But that's neither her nor there. Once things started getting transferred to the MDL court, the Defendants tried to get what they call an "unimpaired docket" established, the purpose of which is to deprive people who cannot demonstrate some arbitrary level of impairment their right to their day in court.

Imagine, if you will, an Olympic athelete. Someone who can do all kinds of stuff that you and I could never do. Now imagine that you cut back his abilities so that he's only a bit less capable than we are. That's what "unimpaired" means in this context. It has nothing to do with what's lost--it only looks at how far below average a person has to be pushed before they're willing to conceed that there's an "injury."

Anyway, the Defendants filed their motion to create an unimpaired docket, and the MDL court indicated a willingness to do so in theory, but said it wouldn't becase the judge thought it would violate the Texas Constitution.

So the Defendants filed a mandamus petition in the Court of Appeals. (In this context, a mandamus proceeding is where a party in litigation tries to get a higher court to order a lower court to do something.) They all argued that the MDL court was wrong, that it wasn't unconstitutional, and so forth.
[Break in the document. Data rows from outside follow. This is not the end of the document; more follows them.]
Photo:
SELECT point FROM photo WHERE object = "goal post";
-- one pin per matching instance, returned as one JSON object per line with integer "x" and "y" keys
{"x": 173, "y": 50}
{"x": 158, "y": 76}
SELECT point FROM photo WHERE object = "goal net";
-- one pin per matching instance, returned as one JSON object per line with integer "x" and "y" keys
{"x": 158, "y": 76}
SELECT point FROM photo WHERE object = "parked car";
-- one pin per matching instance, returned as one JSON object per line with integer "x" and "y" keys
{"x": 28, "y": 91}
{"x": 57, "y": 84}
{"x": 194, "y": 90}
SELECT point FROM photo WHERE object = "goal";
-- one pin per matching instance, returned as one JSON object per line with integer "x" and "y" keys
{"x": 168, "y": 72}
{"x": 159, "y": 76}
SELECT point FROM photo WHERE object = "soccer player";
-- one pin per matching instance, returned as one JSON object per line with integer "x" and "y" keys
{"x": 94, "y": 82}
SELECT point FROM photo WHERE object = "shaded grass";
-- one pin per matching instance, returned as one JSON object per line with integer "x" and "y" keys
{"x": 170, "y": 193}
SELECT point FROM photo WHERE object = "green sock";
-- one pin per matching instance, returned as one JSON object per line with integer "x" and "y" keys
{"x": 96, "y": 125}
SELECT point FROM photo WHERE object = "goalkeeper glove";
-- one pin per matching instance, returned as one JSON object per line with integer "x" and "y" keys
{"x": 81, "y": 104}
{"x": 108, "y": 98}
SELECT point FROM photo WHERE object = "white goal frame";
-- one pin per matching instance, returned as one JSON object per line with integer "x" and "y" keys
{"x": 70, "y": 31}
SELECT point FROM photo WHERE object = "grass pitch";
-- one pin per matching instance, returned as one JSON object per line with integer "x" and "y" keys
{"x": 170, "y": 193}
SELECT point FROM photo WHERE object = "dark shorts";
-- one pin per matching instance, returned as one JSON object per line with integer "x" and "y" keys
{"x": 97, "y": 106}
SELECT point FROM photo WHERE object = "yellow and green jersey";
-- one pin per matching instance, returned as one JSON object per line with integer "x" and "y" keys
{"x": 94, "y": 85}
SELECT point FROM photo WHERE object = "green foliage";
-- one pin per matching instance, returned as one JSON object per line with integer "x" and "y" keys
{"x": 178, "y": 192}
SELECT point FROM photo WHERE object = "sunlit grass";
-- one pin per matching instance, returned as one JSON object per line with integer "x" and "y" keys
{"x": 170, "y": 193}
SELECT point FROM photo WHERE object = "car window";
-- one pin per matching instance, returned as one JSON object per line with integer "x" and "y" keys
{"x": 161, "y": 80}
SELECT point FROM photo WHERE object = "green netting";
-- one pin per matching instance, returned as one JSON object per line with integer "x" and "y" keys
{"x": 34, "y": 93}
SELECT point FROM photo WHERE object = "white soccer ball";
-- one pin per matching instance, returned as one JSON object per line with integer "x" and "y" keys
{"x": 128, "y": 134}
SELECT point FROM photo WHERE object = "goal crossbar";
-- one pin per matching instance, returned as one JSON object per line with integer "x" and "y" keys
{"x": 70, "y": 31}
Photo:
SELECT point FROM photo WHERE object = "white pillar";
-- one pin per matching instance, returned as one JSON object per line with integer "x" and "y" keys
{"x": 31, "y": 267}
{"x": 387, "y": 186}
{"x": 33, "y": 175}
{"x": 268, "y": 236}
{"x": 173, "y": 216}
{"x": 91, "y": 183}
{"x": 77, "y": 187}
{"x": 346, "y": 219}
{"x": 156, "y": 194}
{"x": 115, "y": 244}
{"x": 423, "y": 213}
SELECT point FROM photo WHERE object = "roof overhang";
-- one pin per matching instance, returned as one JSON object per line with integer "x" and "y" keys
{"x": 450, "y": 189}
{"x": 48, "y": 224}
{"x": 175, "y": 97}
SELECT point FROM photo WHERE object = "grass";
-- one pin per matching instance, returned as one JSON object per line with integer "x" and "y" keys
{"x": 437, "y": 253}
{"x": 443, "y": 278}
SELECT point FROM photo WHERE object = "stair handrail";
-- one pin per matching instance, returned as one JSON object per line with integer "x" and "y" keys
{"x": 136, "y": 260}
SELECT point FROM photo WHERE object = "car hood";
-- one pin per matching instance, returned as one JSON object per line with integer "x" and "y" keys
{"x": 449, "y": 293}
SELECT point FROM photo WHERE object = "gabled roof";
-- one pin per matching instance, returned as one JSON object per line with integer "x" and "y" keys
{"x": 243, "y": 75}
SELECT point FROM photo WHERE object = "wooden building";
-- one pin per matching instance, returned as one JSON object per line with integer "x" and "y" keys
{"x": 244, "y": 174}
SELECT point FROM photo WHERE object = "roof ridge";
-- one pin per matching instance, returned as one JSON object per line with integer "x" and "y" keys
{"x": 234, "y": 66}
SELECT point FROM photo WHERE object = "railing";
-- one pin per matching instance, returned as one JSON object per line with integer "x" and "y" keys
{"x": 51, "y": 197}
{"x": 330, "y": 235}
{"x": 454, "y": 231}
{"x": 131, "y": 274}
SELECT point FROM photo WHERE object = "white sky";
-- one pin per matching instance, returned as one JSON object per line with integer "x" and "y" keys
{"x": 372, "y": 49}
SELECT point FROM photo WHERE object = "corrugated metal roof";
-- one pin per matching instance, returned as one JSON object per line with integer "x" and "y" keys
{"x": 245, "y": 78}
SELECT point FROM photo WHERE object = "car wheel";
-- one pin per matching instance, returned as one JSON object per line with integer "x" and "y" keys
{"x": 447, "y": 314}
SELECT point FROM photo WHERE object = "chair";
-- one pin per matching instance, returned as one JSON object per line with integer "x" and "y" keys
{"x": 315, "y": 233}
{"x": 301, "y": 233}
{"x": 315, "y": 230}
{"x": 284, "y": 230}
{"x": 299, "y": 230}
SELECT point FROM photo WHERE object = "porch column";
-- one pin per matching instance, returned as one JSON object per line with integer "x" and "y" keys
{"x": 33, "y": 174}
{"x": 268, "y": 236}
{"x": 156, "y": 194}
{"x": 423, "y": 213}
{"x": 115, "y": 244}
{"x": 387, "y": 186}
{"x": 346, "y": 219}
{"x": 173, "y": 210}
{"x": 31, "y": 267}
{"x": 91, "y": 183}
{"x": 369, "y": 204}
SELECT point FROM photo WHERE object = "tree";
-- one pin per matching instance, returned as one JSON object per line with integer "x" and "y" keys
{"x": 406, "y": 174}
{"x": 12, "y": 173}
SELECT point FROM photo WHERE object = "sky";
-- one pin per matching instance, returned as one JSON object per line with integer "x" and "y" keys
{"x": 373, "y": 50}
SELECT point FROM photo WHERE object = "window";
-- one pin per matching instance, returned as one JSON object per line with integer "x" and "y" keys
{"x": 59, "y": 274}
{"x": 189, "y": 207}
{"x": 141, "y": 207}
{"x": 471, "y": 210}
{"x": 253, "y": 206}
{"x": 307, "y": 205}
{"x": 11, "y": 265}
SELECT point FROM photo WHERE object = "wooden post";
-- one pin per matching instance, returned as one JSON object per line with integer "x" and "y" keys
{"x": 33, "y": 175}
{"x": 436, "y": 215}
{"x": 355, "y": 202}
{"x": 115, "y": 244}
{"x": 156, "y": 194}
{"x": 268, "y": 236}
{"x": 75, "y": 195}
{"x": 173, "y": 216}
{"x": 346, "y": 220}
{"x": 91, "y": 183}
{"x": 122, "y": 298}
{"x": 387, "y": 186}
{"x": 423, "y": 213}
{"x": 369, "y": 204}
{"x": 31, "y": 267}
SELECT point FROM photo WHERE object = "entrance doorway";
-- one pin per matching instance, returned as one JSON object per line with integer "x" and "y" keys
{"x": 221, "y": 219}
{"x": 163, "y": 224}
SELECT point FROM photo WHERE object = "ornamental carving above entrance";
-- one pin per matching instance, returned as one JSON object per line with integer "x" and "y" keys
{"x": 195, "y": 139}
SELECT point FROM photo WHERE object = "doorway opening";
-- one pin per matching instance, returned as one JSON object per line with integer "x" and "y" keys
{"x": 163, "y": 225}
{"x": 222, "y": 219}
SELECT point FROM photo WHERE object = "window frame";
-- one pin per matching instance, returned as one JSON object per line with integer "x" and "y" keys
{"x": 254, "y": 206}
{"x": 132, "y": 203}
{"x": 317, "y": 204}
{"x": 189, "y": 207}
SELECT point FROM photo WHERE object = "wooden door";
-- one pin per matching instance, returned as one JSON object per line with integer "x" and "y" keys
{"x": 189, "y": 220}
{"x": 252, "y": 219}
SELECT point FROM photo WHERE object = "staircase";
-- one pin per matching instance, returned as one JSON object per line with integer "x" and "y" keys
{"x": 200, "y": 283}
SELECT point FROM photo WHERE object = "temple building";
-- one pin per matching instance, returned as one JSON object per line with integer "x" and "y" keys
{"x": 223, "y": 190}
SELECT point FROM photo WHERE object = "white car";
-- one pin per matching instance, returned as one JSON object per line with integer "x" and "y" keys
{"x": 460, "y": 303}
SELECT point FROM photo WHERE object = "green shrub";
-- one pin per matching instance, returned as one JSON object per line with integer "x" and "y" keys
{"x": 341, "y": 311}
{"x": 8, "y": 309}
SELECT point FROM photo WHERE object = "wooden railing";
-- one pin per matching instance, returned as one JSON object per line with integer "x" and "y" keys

And the lawyers for the Plaintiffs generally argued that it was indeed unconstitutional. And that's what I was going to do too.

But I'm lazy and my eye hurt. So I talked to the lawyer for some of the other plaintiffs, and he said he was covering those issues in his brief. Which left me free to argue whatever I wanted to argue.

So I said none of that stuff matters--the only real issue is whether the requirements for mandamus were met (i.e., "clear abuse of discretion"), and they clearly weren't in this case. It was a very short brief. In fact, I was told by one of the guys who did the hard work to respond to the arguements in the Defendants' briefs (and a damn good lawyer) that it was a "perfect" brief. I was enormously pleased with myself.

I'll give you one guess on the court's reasons for denying the mandamus petition.